Inevitably, once we’d made love, she’d say, “I love that so much. Why don’t we do that more often?” But we didn’t. I was allowed to masturbate as often as I wanted, so I never really got the itch so bad that I got surly, and she was happy with twice a month or so. Occasionally, that number would skyrocket — some weekends, it would be like we were dating again, and when we conceived our daughter, it was because we had a couple weeks where we couldn’t keep our hands off each other. (We’d started working out together, and workouts inevitably led to lovely, rough and ready sex.) Whenever we were on long trips, we’d usually get each other wound up on the drive and have crazy-circus-sex in the hotel room, but those were special occasions.

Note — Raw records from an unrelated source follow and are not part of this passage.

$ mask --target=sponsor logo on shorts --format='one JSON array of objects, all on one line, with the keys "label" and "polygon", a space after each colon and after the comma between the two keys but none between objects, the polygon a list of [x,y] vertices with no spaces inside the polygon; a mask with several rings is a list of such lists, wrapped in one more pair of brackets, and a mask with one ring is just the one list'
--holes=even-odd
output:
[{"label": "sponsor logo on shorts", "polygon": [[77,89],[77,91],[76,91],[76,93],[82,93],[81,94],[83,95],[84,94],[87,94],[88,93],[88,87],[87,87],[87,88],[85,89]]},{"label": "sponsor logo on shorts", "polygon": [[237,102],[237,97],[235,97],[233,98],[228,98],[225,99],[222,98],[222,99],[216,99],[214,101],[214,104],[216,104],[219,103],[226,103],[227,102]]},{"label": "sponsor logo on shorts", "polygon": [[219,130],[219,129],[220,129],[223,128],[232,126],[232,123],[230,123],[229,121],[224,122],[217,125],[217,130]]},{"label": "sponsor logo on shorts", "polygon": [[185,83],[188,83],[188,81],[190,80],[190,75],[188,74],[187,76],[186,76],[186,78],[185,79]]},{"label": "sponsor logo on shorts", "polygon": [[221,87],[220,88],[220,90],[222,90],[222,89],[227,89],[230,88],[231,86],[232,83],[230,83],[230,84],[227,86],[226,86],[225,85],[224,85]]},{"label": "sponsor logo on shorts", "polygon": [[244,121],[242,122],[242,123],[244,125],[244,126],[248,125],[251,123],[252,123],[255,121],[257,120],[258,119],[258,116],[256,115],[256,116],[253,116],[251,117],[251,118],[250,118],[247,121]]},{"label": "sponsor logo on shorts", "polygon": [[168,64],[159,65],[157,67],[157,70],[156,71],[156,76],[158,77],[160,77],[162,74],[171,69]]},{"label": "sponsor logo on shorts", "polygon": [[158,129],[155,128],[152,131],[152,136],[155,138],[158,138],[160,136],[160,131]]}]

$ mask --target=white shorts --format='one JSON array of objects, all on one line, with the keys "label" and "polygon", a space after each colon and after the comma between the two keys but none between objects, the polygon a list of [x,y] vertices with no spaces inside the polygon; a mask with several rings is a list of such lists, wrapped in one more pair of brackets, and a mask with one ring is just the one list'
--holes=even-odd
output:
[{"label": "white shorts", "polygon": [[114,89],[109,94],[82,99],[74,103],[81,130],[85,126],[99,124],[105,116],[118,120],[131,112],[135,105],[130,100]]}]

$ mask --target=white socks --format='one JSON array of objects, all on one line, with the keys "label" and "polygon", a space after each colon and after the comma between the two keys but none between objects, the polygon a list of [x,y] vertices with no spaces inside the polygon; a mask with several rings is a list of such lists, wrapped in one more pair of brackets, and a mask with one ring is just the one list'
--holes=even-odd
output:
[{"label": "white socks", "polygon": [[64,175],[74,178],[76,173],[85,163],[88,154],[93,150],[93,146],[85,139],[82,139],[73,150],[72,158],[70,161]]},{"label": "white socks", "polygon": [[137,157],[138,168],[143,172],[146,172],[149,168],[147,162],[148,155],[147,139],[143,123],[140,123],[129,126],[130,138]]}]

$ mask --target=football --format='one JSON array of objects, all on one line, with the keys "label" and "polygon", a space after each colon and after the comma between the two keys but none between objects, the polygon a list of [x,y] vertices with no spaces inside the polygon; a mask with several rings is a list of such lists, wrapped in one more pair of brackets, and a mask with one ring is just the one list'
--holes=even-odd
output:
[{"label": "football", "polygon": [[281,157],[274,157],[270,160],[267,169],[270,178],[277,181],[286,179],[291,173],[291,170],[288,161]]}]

But really, if I had to explain it, I would have just said my wife didn’t really need sex. I mean, I needed it. I love it. Sex is literally something I’d do all day long. I once lost a job while my girlfriend failed out of college because all we did was have sex like crazy in her apartment. But my wife…sex is fun when she does it, but she never initiated, she never asked for it, she rarely if ever masturbated — maybe once a year — and while she always enjoyed sex, it was never high on her list of priorities.

I blamed myself, but after a while that just became the status quo. I love her, and that’s how she is, I thought.

Then, something changed. And that something was the day she dominated me for the first time. She had me clean her feet. She hurt my nipples while I fucked her. She had me lick her boots as I came. And something changed inside her. And now she’s insatiable. She can’t get enough. Sex, sex, sex. For the first time in our relationship since we got married, she’s on the same wavelength as me, and for the first time ever, she can actually wear my ass out.

What changed? Bondage. Sado-masochism. Domination and submission. Me: hurting; she: hurting me. Pain and obedience. All her life, she needed something to open the vaults, and she finally found it: BDSM.

I can’t even imagine what that’s like. Submission and masochism changed my life, but I knew, deep inside, that I wanted them. I knew, at the very least, that I was submissive. But the wife? She had no idea the evil twin, insatiable, cruel, lustful — she had no idea it was in her. She’s told me she never once ever thought about D/s or S&M or anything. She used to beat herself up about not liking sex as much as I did. She used to worry about me leaving. Now…now she’s threatening to force feed me viagra if I can’t perform on command.

I wonder who else out there is like that, with a sex life like a light with the switch off. One day, their husband asks to be dominated, and *voila* — there’s light.

I love the new wife. I loved the old wife, but man, the new wife — she’s perfect.

Posted in BDSM, Evil Twins, The Five Ps.

4 Responses to “Thank you, BDSM”

  1. pixieblue Says:

    Mmm…wow. I love reading your posts.

  2. Myles Says:

    This post had me grinning. I can completely understand the difference, as it sounded like you were describing me. Plain old vanilla sex… eh.. whatever. It’s pleasant, but so is a hot bath, a good book, or curling up to watch a movie.

    Sex with D/s, and in my case, sadism–Oh hell yeah. Swing from the chandeliers, more more more!

    Kink is your friend!

  3. undertheboot Says:

    Mmm…wow. I love reading your posts.

    Thank you! It makes me happy that people are enjoying what I write, but it’s so weird to me that I can be this honest and people aren’t scared off.

    This post had me grinning. I can completely understand the difference, as it sounded like you were describing me. Plain old vanilla sex… eh.. whatever. It’s pleasant, but so is a hot bath, a good book, or curling up to watch a movie.

    Sex with D/s, and in my case, sadism–Oh hell yeah. Swing from the chandeliers, more more more!

    Kink is your friend!

    Oh, yes it is. After my wife read this entry, she told me, “I feel bad about the way I was, but being your Mistress just changed the way I look and feel about sex. I can’t get enough. It’s like the new me and old me are separate people.” And it’s true. It’s so hard to reconcile the two sides of her.

  4. segundavidaloca Says:

    I’m grinning …that’s all I can say!